Kadang perangkat modern membuka halaman captive portal otomatis. Kalau tidak muncul otomatis, buka browser secara manual.
Verifikasi di MikroTik
Cek client yang sudah login:
/ip hotspot active print
Cek semua host yang terdeteksi oleh Hotspot, baik sudah login maupun belum:
/ip hotspot host print
Cek log terkait Hotspot:
/log print where topics~"hotspot"
Cek user yang ada:
/ip hotspot user print
Kalau ingin memutus sesi user tertentu, lihat nomor baris pada active list, lalu:
/ip hotspot active remove numbers=0
Sesuaikan `numbers=0` dengan nomor sesi yang ingin diputus.
Troubleshooting
Halaman Login Tidak Muncul
Cek ini dulu:
/ip hotspot print
/ip hotspot host print
/ip dhcp-server lease print
/ip dns print
Kemungkinan penyebab:
- client belum dapat IP DHCP;
- Hotspot dipasang pada interface yang salah;
- Hotspot dipasang pada port anggota bridge, bukan pada `bridge-LAN`;
- DNS client tidak benar;
- client membuka website HTTPS dan browser tidak otomatis menampilkan portal;
- firewall terlalu ketat dan memblokir alur Hotspot.
Solusi cepat: buka `http://login.lab.local` atau coba buka website HTTP biasa dari browser.

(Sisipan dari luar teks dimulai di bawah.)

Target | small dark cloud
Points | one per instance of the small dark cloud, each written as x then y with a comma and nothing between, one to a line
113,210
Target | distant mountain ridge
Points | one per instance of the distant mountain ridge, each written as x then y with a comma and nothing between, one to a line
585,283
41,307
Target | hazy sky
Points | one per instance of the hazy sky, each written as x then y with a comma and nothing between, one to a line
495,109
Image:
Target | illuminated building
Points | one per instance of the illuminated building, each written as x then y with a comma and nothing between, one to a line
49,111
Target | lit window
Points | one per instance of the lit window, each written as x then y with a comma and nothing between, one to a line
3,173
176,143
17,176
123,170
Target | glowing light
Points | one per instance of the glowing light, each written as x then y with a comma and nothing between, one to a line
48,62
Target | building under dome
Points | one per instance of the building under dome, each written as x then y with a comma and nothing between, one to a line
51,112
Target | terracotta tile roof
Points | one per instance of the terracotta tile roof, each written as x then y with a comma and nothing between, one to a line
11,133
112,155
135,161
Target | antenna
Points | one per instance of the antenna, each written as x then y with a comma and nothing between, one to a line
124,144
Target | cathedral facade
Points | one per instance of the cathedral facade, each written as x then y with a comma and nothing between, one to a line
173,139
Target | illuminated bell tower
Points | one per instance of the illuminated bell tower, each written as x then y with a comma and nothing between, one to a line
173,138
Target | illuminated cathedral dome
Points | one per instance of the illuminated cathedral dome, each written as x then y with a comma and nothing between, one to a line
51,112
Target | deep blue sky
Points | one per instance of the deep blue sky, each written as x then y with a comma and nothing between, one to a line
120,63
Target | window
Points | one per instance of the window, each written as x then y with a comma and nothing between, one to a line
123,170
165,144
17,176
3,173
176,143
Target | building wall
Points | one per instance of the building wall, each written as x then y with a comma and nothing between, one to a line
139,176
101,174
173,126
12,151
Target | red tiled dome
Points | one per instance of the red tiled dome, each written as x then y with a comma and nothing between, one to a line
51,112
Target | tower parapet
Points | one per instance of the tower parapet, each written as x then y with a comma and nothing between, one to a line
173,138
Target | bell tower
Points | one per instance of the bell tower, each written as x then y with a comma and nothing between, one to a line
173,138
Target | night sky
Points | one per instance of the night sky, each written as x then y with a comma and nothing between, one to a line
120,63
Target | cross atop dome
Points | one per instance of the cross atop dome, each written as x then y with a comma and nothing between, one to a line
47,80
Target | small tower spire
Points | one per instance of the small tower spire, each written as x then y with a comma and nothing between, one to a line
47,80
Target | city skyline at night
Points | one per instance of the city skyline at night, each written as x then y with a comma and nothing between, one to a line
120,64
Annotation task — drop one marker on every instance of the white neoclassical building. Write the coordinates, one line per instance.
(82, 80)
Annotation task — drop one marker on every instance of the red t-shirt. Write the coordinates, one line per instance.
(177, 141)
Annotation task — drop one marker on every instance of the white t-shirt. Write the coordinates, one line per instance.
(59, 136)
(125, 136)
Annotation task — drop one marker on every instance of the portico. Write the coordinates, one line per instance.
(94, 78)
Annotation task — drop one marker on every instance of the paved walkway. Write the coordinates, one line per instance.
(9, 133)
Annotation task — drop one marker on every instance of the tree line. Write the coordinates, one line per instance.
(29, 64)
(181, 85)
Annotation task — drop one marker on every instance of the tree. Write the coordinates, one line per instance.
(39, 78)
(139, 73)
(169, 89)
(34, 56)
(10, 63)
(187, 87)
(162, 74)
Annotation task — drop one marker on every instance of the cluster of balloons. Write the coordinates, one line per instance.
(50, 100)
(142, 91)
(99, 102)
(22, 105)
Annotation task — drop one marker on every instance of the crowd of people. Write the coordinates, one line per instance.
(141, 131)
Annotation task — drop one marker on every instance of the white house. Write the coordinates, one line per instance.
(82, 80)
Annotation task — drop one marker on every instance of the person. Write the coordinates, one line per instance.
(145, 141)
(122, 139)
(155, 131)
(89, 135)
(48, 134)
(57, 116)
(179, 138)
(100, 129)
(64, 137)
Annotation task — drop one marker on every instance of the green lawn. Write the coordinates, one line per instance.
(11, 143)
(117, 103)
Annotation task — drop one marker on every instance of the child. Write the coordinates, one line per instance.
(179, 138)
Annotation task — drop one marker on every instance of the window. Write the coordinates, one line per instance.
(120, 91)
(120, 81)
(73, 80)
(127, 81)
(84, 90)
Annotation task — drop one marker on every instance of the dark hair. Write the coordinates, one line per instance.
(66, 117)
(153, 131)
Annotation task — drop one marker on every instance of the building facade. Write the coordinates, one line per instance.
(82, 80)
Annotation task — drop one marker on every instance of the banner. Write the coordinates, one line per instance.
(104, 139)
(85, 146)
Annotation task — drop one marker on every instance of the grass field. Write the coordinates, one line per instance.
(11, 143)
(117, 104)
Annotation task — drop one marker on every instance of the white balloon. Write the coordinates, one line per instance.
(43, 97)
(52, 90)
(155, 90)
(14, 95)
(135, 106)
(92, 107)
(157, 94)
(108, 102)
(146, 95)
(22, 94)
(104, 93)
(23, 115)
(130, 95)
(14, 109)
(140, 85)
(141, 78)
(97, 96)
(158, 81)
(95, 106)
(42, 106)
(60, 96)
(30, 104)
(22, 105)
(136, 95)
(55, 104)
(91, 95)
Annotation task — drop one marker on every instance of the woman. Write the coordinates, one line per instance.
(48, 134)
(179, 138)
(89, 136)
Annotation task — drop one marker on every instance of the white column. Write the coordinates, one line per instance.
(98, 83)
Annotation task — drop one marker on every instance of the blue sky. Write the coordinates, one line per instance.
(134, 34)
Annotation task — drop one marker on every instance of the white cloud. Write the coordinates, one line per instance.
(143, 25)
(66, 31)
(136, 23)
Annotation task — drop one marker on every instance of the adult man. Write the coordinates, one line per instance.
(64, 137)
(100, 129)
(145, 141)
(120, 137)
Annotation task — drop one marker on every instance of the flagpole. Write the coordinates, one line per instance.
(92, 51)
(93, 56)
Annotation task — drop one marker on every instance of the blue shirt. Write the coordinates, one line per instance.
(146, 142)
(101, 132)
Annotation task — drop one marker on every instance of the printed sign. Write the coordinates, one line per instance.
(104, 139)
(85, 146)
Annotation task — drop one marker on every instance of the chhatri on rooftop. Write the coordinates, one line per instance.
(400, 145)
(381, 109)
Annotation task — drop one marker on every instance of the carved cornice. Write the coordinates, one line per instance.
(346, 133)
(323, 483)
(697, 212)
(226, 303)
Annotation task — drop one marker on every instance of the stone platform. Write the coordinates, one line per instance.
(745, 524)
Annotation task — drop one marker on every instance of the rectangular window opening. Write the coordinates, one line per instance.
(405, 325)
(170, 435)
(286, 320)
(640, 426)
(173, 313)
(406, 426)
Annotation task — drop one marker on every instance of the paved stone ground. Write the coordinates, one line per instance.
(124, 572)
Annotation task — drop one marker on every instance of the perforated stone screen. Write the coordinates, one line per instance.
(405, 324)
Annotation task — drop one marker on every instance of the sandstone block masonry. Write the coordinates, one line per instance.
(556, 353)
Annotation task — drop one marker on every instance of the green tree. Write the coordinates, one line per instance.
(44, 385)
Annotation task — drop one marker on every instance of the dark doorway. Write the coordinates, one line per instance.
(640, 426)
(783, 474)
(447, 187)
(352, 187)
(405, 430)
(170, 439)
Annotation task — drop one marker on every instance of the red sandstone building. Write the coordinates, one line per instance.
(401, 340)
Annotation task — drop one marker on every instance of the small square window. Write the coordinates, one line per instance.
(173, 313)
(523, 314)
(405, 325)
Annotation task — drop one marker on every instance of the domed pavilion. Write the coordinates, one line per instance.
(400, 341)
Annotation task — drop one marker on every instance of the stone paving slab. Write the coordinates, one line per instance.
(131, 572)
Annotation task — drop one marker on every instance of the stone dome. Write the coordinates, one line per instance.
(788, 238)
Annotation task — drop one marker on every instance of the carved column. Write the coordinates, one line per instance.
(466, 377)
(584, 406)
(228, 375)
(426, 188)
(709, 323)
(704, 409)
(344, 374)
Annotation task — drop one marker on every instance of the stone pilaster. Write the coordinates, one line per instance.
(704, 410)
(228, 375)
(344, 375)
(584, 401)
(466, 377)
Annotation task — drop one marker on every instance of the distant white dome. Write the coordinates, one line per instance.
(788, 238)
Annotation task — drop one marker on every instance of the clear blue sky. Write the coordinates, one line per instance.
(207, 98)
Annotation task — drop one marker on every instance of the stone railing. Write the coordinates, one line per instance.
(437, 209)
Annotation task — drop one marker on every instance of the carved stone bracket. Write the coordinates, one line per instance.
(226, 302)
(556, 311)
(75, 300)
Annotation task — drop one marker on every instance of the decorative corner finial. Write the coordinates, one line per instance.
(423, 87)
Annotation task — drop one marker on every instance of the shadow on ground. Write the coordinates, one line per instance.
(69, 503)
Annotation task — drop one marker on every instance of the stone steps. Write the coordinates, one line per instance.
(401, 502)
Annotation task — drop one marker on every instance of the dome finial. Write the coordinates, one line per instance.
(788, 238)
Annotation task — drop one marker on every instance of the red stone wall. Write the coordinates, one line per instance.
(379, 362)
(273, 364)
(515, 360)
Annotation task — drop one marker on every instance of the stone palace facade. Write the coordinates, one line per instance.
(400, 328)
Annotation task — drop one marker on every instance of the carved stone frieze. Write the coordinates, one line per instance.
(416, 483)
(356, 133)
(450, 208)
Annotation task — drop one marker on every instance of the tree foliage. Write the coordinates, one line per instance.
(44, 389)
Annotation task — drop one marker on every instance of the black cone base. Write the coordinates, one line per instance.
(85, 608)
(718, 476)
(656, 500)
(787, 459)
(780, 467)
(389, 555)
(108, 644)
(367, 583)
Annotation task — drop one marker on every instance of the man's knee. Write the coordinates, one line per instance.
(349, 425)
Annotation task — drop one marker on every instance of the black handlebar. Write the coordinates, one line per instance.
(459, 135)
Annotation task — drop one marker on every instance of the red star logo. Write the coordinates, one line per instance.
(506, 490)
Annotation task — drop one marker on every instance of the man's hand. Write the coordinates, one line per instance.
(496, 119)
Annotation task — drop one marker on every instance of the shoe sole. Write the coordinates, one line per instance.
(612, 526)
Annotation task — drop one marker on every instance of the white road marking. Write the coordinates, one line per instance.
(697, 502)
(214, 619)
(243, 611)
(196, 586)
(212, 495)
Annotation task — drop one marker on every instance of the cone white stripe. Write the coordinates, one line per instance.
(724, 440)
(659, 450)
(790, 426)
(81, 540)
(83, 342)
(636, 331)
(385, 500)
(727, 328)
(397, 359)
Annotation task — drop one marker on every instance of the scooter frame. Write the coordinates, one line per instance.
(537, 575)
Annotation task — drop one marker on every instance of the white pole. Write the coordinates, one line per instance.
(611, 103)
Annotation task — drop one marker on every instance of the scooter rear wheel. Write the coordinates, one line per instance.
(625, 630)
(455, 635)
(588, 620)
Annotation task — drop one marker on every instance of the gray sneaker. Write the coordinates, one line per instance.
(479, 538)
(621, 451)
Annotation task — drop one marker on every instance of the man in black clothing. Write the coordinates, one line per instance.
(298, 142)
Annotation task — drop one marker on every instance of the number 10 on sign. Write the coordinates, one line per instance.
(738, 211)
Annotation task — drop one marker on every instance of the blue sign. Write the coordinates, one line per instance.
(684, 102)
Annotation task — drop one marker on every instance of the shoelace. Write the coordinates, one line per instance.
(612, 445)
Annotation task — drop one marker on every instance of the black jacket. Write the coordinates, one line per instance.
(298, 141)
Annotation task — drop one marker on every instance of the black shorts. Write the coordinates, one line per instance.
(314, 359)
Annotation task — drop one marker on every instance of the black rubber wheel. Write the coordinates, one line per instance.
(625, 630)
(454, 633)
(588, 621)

Login Berhasil tetapi Internet Tidak Jalan
Cek:
/ip route print
/ip firewall nat print
/tool ping 8.8.8.8
/tool ping google.com
Kemungkinan penyebab:
- default route WAN belum aktif;
- NAT masquerade belum benar;
- DNS belum bisa resolve nama domain;
- firewall forward memblokir trafik client;
- interface LAN/WAN tertukar.
Ingat, Hotspot hanya menjaga gerbang login. Jalan menuju internet tetap perlu route, DNS, NAT, dan firewall yang benar.
User Tidak Bisa Login
Cek:
/ip hotspot user print detail
/log print where topics~"hotspot"
Kemungkinan penyebab:
- username atau password salah;
- user disabled;
- profile user terlalu ketat;
- akun sedang aktif di perangkat lain sementara `shared-users=1`;
- waktu aktif user sudah habis jika memakai limit.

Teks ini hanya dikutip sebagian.